If the router is configured as both NAT (SNAT) and firewall, it will drop such packet as not associated with any existing flow, but if it is just configured as SNAT, then such packet would be just forwarded inside unmodified.
You can't easily connect to devices behind NAT but that's more of a restriction than a security measure. Once you can trick a device into making an outgoing connection, you can bypass a lot of security in most NAT implementations [0], allowing an attacker access to any port of the victim computer. A variant was also discovered and later hot-patched [1] that could even expose other devices in the internal network.
NAT was never designed to be a security boundary and should not be considered one. It's only a matter of time until the next NAT slipstreaming attack is discovered. That doesn't mean your computer is in some kind of immediate danger or that you should cut your internet cable right now, of course.
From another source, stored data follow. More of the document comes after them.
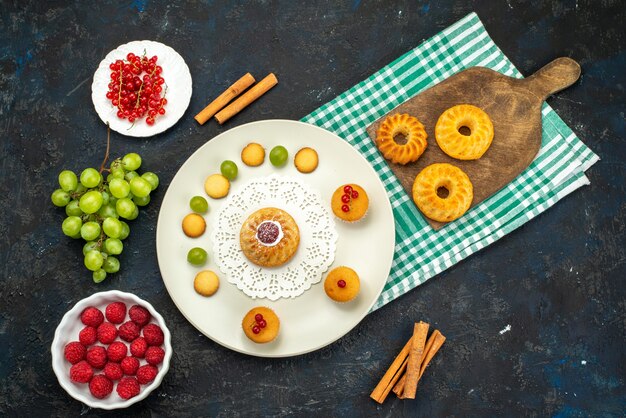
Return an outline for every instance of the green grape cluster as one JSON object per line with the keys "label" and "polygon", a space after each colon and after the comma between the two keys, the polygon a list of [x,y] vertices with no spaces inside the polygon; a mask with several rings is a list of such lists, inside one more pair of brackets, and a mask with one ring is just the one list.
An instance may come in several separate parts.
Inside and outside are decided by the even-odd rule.
{"label": "green grape cluster", "polygon": [[64,207],[67,215],[61,225],[63,233],[87,241],[85,267],[93,272],[96,283],[120,269],[115,256],[122,253],[122,241],[130,234],[130,227],[120,218],[136,219],[139,207],[150,203],[150,193],[159,185],[156,174],[140,175],[140,166],[141,157],[133,152],[111,162],[106,178],[95,168],[86,168],[80,176],[63,170],[61,188],[52,192],[52,203]]}

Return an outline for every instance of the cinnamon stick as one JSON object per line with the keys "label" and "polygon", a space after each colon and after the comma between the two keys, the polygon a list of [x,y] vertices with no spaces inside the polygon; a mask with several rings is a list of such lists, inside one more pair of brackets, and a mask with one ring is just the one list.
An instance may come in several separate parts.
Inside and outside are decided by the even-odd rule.
{"label": "cinnamon stick", "polygon": [[400,378],[400,375],[404,371],[404,368],[406,368],[408,362],[407,357],[409,355],[409,350],[411,348],[412,342],[413,338],[410,338],[409,341],[407,341],[407,343],[404,345],[404,348],[402,348],[402,351],[400,351],[400,354],[396,356],[396,358],[391,363],[391,366],[389,366],[389,369],[387,369],[387,372],[385,372],[385,375],[382,377],[382,379],[380,379],[380,382],[378,382],[378,385],[376,385],[376,387],[370,394],[370,398],[374,399],[378,403],[385,402],[385,399],[387,398],[387,395],[389,395],[391,388],[393,388],[393,386]]}
{"label": "cinnamon stick", "polygon": [[233,85],[227,88],[222,94],[217,96],[207,107],[202,109],[194,119],[200,124],[204,125],[207,120],[211,119],[221,108],[226,106],[235,97],[239,96],[242,91],[250,87],[254,83],[254,77],[252,74],[246,73],[239,80],[235,81]]}
{"label": "cinnamon stick", "polygon": [[404,391],[402,392],[403,398],[415,399],[428,327],[427,323],[421,321],[413,327],[413,338],[406,369],[406,381],[404,382]]}
{"label": "cinnamon stick", "polygon": [[246,106],[261,97],[276,84],[278,84],[278,79],[274,73],[270,73],[267,77],[250,88],[250,90],[245,92],[240,98],[220,110],[215,115],[215,119],[220,125],[223,125],[224,122],[241,112]]}
{"label": "cinnamon stick", "polygon": [[[428,338],[428,341],[426,342],[426,346],[424,347],[424,354],[422,355],[422,360],[420,363],[420,374],[417,379],[418,384],[419,384],[419,381],[422,379],[422,375],[424,374],[424,370],[426,369],[426,366],[428,366],[428,364],[433,359],[435,354],[437,354],[437,351],[439,351],[439,349],[441,348],[445,340],[446,340],[446,337],[444,337],[438,329],[434,330],[433,333]],[[403,399],[405,383],[406,383],[406,374],[402,376],[402,378],[400,378],[398,382],[396,383],[396,385],[393,387],[393,393],[395,393],[401,399]]]}

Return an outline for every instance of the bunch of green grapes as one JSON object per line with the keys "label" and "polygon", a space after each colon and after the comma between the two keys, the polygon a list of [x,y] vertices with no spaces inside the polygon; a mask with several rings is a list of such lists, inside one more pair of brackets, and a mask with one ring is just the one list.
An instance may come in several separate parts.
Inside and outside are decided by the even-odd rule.
{"label": "bunch of green grapes", "polygon": [[150,193],[159,185],[156,174],[139,175],[140,166],[141,157],[130,153],[111,163],[106,179],[95,168],[86,168],[80,176],[70,170],[59,174],[61,188],[52,193],[52,203],[65,207],[63,233],[87,241],[83,246],[85,267],[93,272],[96,283],[120,269],[116,256],[130,234],[128,224],[120,218],[136,219],[139,207],[150,203]]}

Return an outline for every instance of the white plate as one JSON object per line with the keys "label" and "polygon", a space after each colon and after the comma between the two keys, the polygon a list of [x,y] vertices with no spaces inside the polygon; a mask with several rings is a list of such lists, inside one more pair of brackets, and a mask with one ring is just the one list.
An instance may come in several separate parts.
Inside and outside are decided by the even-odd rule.
{"label": "white plate", "polygon": [[[148,385],[141,385],[141,392],[139,395],[130,398],[122,399],[116,392],[117,382],[113,382],[113,392],[104,399],[95,398],[91,392],[89,392],[89,384],[87,383],[75,383],[70,379],[70,367],[71,364],[65,360],[63,354],[65,346],[71,341],[78,341],[78,333],[85,325],[80,321],[80,314],[89,306],[100,309],[102,313],[106,306],[112,302],[124,302],[127,307],[126,317],[128,318],[128,309],[133,305],[140,305],[146,308],[152,315],[150,323],[157,324],[163,330],[163,350],[165,350],[165,357],[163,363],[158,366],[159,373],[152,383]],[[124,320],[126,321],[126,319]],[[171,335],[169,329],[165,325],[163,317],[154,309],[152,305],[143,299],[133,295],[132,293],[120,292],[119,290],[109,290],[107,292],[94,293],[93,295],[79,301],[72,309],[61,319],[59,326],[57,326],[54,332],[54,340],[52,340],[52,346],[50,351],[52,353],[52,369],[56,374],[59,384],[65,389],[65,391],[74,399],[81,401],[87,406],[92,408],[102,409],[118,409],[126,408],[134,403],[145,399],[150,392],[159,387],[163,377],[167,374],[170,368],[170,359],[172,358],[172,344]],[[118,338],[118,341],[119,340]],[[96,343],[96,345],[102,345]],[[141,365],[145,364],[145,361],[141,361]],[[101,374],[102,370],[94,370],[94,375]]]}
{"label": "white plate", "polygon": [[[259,167],[241,162],[244,146],[258,142],[266,149],[266,159]],[[289,151],[289,163],[276,168],[269,162],[269,151],[283,145]],[[301,174],[293,165],[293,156],[303,147],[314,148],[320,163],[313,173]],[[189,200],[205,196],[204,179],[219,172],[223,160],[233,160],[239,175],[232,182],[231,192],[252,178],[280,174],[293,176],[317,189],[327,202],[337,187],[357,183],[370,198],[367,216],[358,223],[337,222],[337,252],[331,268],[346,265],[361,278],[361,292],[348,303],[339,304],[324,293],[323,279],[294,299],[253,300],[220,280],[218,292],[210,298],[198,295],[193,279],[200,268],[187,263],[187,251],[202,247],[209,262],[202,269],[220,270],[214,263],[210,233],[216,215],[225,201],[207,198],[209,212],[205,215],[207,231],[200,238],[186,237],[181,221],[190,212]],[[253,122],[218,135],[200,147],[180,168],[172,180],[159,213],[157,224],[157,256],[165,286],[183,315],[199,331],[232,350],[261,357],[287,357],[322,348],[345,335],[368,313],[385,285],[395,245],[395,225],[391,204],[378,175],[369,163],[347,142],[333,133],[302,122],[267,120]],[[280,333],[268,344],[255,344],[244,335],[241,320],[255,306],[269,306],[279,316]]]}
{"label": "white plate", "polygon": [[[167,104],[165,115],[159,115],[154,125],[146,123],[146,118],[136,120],[134,126],[128,119],[117,117],[117,107],[106,98],[111,82],[111,70],[109,65],[118,59],[125,60],[126,55],[132,52],[135,55],[143,55],[146,51],[148,58],[156,55],[159,57],[157,65],[163,67],[162,77],[165,79],[167,88]],[[176,51],[167,45],[154,41],[133,41],[118,46],[100,62],[98,69],[93,75],[91,84],[91,100],[102,122],[108,122],[111,129],[127,136],[145,137],[160,134],[171,128],[183,116],[191,100],[191,74],[189,67]],[[130,129],[129,129],[130,128]]]}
It's just good to know what does and what doesn't work when it comes to your network security and why IPv6 changes very little.
In fact, I'd argue that most IPv6 routers are actually more secure than IPv4 NAT because incoming traffic will never be translated as if it came from your router like some NAT implementations do, and incoming traffic is usually always blocked. The lack of a need for parsing and interpreting network packets makes your firewall a lot easier to reason about.
Docker is not designed as a security boundary, but it does provide some security functionality if used correctly that would otherwise be a pain. Sticking something in a docker container and just running it as root is dangerous, but Docker makes it easy to apply strict, complex security measures, which its security bonus comes from.
NAT is the opposite, it's supposed to work like magic. That's why network protocols like UPnP were invented, not to automate firewall management, but to make application use transparent to the user.
I remember these days, and they were pretty ridiculous. One time I was playing Quake in middle school, talking some smack. Someone didn't like it and threatened to crash my computer. I didn't believe it. "Oh yeah, do it!" And they did. Got my IP from the server (the server listed users and their IPs) and bada-bing: BSOD! I was floored. I don't remember the exact Windows 95 exploit, but it was a staple for a while. It was nice when firewalls came out and you could at least have something between you and the Internet.
Just had a memory trip to the early 00s. Anyone remember the Windows Messenger Service alerts that would randomly pop up? It was such a common thing, and the only fix was to turn off the service altogether in Windows XP.
When I went to college in the mid 90's, we had a similar setup. All public IP, no firewalls, 10 megabit ethernet jacks in each dorm room. The entire school was on a single T1, however.
NAT has been so successful, that IPv6 is shocking to users who cannot even fathom why public traffic is being introduced to what was 'supposed' to be a private network.